The apex court has pointed out that the expression, "actual cost" needs to be interpreted liberally. The subsidy of the nature we are concerned with, does not partake of the incidents which attract the conditions for their deduc-tibility from "actual cost".
6. In view of that, the answer to question No. 2 must be in the affirmative, i.e., in favour of the assessee and against the Revenue.
7. So far as question No. 3 is concerned, the same is covered by the decision of the Division Bench of this court in Banaskantha District Co-operative Milk Pro-ducers Union Ltd. v. CIT [1994] 210 ITR 962. The question raised before the court in the said case was as under (page 964) :
"(1) Whether, on the facts and in the circumstances of the case, the cost of the assets of the assessee to the extent of Rs. 10,92,237 being the amount given to it by the Gujarat Government by way of grant and loan should be taken into account in computing the capital employed by it for the purpose of Section 80J of the Income-tax Act, 1961 ?"
Considering the provisions of law, the court partly answered the question in the affirmative and partly in the negative by holding that the written down value of the assets of the assessee to the extent of the amount received by it as grant from the Government should not be taken into account in computing the capital employed by it for the purpose of Section 80J, whereas the loan amount is required to be taken into account.
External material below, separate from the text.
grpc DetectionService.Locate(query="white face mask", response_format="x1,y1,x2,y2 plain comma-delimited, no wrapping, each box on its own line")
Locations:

In other words, question No. 1 in so far as it relates to grant is answered in the negative, i.e., in favour of the Revenue and against the assessee and as regards loan, the same is answered in the affirmative, i.e., in favour of the assessee and against the Revenue.
8. In the instant case, it is clear from the record that the Government of Gujarat passed a resolution dated February 16, 1975, a copy of which is produced at page 57 of the paper book. According to the same, the amount of 30 per cent. was to be treated as grant. Therefore, in view of the decision in the case of Banaskantha District Co-operative Milk Producers Union Ltd. v. CIT [1994] 210 ITR 962 (Guj), the amount received by way of grant should not have been taken into account for considering the capital employed by it for the purpose of Section 80J. Consequently, we answer question No. 3 in the affirmative, i.e., in favour of the Revenue and against the assessee.
9. We answer the questions referred to us accordingly.